Stage 2: Indian government invests gobbles of money

The region around Bangalore - Mysore state was a well run state with a high level of education investment and availability of abundant electricity through the hydropower projects.


Bangalore's climate was suitable, the city was welcoming, the infrastructure was strong and also well connected to other major southern metropolises of Madras and Hyderabad with both talent pool & transportation infrastructure.

Thus, the Indian government lost no time in putting all its research investments in the city. Bangalore is the headquarters for:


National Aerospace Labs
Hindustan Aviation Limited
Indian Space Research Organization
Bharat Electronics
Bharat Earth Movers
Hindustan Machine Tools
Indian Telephone Industries
For decades, Indian government put a sizable chunk of its investments in Bangalore. The best part about government investments is that it often constant and immune to changing economic conditions. This sustained public investments created a large tech workforce & a knowledge network that was tapped by waves of tech companies.

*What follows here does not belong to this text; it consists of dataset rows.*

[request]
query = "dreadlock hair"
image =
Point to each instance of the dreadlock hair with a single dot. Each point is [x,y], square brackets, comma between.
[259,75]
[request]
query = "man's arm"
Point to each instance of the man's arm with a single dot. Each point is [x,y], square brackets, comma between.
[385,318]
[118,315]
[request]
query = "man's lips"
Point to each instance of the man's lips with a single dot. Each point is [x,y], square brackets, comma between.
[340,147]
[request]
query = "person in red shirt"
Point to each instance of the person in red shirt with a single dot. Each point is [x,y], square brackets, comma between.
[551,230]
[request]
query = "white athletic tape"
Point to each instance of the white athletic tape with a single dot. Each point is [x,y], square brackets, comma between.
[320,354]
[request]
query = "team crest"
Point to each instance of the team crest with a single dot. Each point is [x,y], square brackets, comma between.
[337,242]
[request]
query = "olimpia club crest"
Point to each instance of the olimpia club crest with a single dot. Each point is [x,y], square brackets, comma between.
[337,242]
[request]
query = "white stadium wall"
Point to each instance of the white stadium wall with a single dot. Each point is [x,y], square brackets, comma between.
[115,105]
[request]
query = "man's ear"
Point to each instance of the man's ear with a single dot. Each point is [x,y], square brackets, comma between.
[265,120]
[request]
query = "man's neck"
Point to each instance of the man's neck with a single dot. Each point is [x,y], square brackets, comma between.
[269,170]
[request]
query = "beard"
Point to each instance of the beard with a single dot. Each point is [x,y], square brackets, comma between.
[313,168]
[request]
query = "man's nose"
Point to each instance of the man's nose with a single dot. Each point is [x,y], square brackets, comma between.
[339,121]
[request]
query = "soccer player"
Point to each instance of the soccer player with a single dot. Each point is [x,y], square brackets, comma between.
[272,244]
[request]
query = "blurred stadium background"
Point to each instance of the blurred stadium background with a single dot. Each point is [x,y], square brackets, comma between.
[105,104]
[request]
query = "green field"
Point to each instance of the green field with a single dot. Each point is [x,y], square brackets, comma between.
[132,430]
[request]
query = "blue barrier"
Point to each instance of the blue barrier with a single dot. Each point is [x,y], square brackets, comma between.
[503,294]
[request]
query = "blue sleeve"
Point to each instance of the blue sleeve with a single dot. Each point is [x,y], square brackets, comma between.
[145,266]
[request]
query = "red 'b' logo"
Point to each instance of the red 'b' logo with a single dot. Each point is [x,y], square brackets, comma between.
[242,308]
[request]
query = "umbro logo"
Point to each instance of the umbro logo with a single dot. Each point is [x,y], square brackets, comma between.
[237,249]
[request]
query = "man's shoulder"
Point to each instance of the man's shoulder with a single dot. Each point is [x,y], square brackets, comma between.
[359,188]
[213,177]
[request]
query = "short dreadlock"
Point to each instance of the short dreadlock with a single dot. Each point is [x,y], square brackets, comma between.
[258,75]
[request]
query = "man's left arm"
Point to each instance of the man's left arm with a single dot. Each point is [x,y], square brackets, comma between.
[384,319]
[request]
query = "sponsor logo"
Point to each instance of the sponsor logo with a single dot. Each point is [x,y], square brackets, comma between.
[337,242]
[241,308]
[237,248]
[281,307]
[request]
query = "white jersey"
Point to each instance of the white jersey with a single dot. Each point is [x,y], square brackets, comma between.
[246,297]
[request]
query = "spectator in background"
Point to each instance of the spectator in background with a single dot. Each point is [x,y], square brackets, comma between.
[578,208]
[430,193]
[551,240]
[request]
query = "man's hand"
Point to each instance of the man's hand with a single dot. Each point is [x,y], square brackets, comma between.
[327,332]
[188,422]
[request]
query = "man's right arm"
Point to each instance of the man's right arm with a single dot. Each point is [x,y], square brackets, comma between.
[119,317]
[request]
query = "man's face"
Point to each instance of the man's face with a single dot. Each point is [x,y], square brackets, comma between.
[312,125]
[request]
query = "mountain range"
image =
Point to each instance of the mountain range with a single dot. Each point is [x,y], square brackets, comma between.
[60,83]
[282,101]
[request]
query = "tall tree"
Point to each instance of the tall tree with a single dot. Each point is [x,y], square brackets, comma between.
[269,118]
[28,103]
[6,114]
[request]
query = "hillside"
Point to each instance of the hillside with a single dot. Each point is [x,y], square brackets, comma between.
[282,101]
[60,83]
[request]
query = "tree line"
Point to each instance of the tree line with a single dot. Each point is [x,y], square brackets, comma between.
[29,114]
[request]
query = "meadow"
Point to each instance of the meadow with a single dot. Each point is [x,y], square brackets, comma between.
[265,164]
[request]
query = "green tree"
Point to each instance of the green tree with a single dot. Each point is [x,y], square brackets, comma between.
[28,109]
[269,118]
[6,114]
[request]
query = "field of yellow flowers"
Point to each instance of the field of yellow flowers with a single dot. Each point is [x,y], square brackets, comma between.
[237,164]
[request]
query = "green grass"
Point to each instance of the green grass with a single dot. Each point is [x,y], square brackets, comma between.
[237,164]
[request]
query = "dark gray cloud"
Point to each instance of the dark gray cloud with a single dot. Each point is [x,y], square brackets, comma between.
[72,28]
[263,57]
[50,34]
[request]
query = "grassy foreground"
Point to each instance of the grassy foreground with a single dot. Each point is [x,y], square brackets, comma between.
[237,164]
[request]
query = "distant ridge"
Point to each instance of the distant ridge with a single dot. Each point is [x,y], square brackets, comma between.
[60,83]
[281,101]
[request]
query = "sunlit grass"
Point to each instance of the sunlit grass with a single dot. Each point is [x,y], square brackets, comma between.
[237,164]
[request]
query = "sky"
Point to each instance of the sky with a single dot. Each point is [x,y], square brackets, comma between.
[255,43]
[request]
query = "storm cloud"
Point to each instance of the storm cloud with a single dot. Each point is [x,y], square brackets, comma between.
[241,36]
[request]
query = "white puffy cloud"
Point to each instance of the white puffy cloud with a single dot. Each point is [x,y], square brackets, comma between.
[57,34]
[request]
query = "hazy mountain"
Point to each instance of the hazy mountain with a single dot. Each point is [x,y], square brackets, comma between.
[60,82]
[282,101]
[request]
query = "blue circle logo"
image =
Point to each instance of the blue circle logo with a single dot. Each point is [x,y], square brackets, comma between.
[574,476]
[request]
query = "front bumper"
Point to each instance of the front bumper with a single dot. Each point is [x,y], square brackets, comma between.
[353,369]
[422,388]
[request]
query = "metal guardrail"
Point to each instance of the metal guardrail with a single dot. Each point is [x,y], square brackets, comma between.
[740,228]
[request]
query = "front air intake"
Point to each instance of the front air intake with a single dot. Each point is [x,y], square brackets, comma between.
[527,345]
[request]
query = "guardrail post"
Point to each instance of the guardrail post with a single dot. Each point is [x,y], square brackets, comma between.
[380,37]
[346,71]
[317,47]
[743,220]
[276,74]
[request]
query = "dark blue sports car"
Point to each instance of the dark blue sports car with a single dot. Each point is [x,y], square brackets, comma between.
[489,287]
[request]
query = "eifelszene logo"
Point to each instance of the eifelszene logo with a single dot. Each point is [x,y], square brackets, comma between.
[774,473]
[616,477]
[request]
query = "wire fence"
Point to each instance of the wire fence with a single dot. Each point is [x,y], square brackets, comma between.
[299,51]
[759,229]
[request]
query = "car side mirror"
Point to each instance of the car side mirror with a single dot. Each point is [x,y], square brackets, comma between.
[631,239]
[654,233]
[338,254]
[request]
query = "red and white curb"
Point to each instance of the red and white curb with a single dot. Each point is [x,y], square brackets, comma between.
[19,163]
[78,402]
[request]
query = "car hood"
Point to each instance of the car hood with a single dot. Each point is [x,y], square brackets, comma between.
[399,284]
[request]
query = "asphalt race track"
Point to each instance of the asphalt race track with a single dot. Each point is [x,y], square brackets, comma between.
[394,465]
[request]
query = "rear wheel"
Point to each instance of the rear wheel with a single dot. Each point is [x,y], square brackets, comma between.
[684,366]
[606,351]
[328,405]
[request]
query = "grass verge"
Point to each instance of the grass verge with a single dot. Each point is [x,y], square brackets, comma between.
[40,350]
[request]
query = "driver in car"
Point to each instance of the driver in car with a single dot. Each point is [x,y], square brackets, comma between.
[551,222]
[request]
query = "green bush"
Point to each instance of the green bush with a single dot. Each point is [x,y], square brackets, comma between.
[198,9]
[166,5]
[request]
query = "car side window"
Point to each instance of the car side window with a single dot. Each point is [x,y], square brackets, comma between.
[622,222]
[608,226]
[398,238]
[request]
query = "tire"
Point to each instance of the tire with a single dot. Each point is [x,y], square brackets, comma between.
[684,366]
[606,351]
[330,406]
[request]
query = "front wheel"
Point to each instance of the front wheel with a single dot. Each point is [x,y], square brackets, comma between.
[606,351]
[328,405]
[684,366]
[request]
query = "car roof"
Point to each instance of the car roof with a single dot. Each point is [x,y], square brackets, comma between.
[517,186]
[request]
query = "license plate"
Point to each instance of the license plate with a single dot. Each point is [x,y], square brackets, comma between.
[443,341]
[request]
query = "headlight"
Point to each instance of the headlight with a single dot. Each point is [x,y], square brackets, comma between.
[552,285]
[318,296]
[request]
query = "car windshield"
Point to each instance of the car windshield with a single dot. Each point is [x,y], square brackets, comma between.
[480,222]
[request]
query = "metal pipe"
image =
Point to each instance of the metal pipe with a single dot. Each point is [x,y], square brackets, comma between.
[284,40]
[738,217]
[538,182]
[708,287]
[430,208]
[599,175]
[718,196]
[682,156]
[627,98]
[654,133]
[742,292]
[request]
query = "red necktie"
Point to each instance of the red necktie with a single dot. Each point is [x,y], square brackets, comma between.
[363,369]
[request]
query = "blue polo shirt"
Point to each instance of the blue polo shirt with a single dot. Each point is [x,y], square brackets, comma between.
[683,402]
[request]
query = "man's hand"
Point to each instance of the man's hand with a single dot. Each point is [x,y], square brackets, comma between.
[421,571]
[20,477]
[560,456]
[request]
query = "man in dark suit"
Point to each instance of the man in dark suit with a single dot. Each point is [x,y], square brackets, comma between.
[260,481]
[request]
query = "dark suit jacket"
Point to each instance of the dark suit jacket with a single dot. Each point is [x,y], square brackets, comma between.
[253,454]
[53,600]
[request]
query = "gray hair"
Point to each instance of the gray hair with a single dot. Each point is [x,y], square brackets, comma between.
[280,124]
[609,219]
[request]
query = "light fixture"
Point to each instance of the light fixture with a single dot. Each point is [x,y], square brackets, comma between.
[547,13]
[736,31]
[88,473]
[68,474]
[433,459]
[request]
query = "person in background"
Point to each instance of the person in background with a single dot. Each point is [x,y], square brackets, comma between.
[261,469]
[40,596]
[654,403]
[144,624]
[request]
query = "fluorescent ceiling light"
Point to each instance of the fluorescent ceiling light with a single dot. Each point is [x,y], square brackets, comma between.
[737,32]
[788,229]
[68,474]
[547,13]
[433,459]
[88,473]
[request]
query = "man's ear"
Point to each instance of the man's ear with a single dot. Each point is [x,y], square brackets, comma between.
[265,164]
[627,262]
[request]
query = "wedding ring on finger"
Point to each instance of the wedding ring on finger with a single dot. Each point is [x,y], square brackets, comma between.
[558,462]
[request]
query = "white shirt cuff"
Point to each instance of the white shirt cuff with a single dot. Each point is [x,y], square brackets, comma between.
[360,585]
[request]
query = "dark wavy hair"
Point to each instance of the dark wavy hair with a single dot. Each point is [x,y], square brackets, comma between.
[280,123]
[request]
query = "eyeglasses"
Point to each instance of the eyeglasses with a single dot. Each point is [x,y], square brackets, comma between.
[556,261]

Stage 3: Offshoring comes to Bangalore

By 1980s, Bangalore has been already a major education center and a center of research.  In 1983, N. R. Narayana Murthy [the cofounder of Infosys] decided to move its fledgling startup supporting IBM mainframes, from Pune to Bangalore, while at the same time Azim Premji [founder of Wipro] decided to setup a software subsidiary in the city. While the rest of India didn't know/care about these new entrepreneurs & busy celebrating the World Cup victory of that year, these Bangalore guys were busy scripting a new era.

In 1984, Texas Instruments setup an office in Bangalore to tap the research pool and that gave further credibility to the location.

Bangalore and India's digital future

But, still the city's tech business was a small thing. Now, time to pull up a notch. The concept of offshoring predominantly took place in a 1989 deal with GE, when Indian government's advisor Sam Pitroda made GE to setup an offshore office in return for getting government aircraft contracts. That office was setup in Bangalore & became the primary core for India's outsourcing boom.

See more details:

Chapter 14: Rice, Cow and Zero: Ancient Indian Triumvirate in new Revolutions

 

Stage 4: Startup revolution

By the late 1990s, the world was going through a frenzy. Everyone was worried about the Year 2000 problem. This dramatically increased the demand for Bangalore's engineers & there was abundant work. But, the problem passed & there was also a major meltdown in the silicon valley in 2001 after the dotcom crash. A returning pool of unemployed engineers seeded a round of new startups - who started exploring things further beyond outsourcing.

There were also other returning expats who got tired of working for big corporates like Amazon. A couple of them started Flipkart in 2007 - India's answer to online retail. In the same year, a HBS grad got tired of Mckinsey and founded the mobile ad network InMobi.

Flipkart and InMobi did to the Bangalore startup ecosystem what Google and PayPal did in the valley [albeit at a much smaller scale] They unleashed a pool of ambitious, well trained entrepreneurs from their alumni who went on to found various other startups.

India's startup story is still in the making and just two IPOs away from a massive explosion.